Setelah shalat Iduladha masyarakat biasanya datang ke rumah tetangga sambil membawa lemang dan menyantapnya bersama dengan sajian tambahan seperti susu kental manis ataupun gula putih. Meskipun sederhana, kombinasi antara keduanya semakin unik dan memanjakan lidah.
Ada juga lemang yang diantarkan ke rumah mertua sebagai rasa hormat layaknya orang tua kandung. Biasanya, membawa lemang ke rumah orang tua pada Iduladha dilakukan sebagai buah tangan ketika berlebaran bersama.
Selain dilakukan pada dua hari besar keagamaan di atas, tradisi memasak lemang juga dilakukan oleh pihak mame (paman) sebagai oleh-oleh untuk menghadiri adat budaya pesenatken (khitanan) untuk keponakan yang tercinta. Dalam tradisi masyarakat Alas, paman atau pihak adik dari ibu, memang kerap menjadi elemen utama yang menyukseskan berbagai prosesi adat. Mulai dari pesta khitanan, menyediakan tumpangan kuda yang dinaiki keponakan untuk di arak sampai ke rumah, hingga membuat undangan untuk khalayak tamu.
Pudarnya tradisi
Mekhikhis adalah memasak dengan menggunakan bambu muda yang di bagian dalamnya dilapisi daun pisang muda yang berisi pulut, santan, dan garam. Cara memasaknya pertama-tama sediakan dulu bambu yang sudah dipotong lebih kurang seukuran lengan tangan atau sesuai dengan batas relung bambu. Setelah itu, bagian dalam bambu dilapisi dengan daun pisang muda sebagai pembungkus adonan (beras pulut dan santan) sebelum dimasak.

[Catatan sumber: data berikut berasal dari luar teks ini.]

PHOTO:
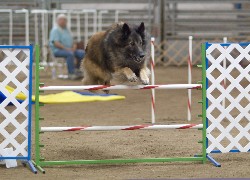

Setelah beras dan santan dimasukkan, khikhis tersebut dipanggang dengan kayu. Selanjutnya, hanya tinggal menunggu lemang matang sekitar tiga sampai dengan empat jam bahkan bisa lebih tergantung kepada kualitas kayu bakar. Semakin besar api, semakin cepat proses pemasakannya.
Secara historis, mekhikhis ini bisa dibilang merupakan sebuah kewajiban bagi setiap rumah tangga untuk memasaknya. Bila tidak dikerjakan, maka masyarakat tersebut akan merasa malu karena tidak ikut andil dalam melestarikan adat istiadat. Pada zaman modern seperti sekarang ini, khikhis dengan identitas rasa yang enak dan gurih, kian memudar di kalangan masyarakat Agara. Daerah perkotaan misalnya, sulit sekali ditemukan masyarakat setempat yang memasak lemang. Begitu juga dengan minat anak zaman now yang tidak mau direpotkan dengan ribetnya mekhikhis.
Menurut saya, memudarnya tradisi mekhikhis ini disebabkan beberapa faktor, baik dari segi masyarakatnya maupun peran pemerintahan daerah. Dari segi masyarakat, memudarnya tradisi melemang ini dikarenakan pergeseran budaya yang digerus zaman. Banyaknya budaya asing yang masuk merubah pola persepsi dan kebiasaan masyarakat. Muncullah anggapan bahwa memasak lemang merupakan hal yang sia-sia karena dianggap membuang waktu di zaman serbasibuk seperti sekarang. Dunia karier membuat masyarakat lebih tertarik dengan kuliner praktis dan instan dari pada menggeluti rutinitas mekhikhis yang dianggap merepotkan khususnya dalam mencari bambu yang sudah mulai langka akibat maraknya sektor pembangunan.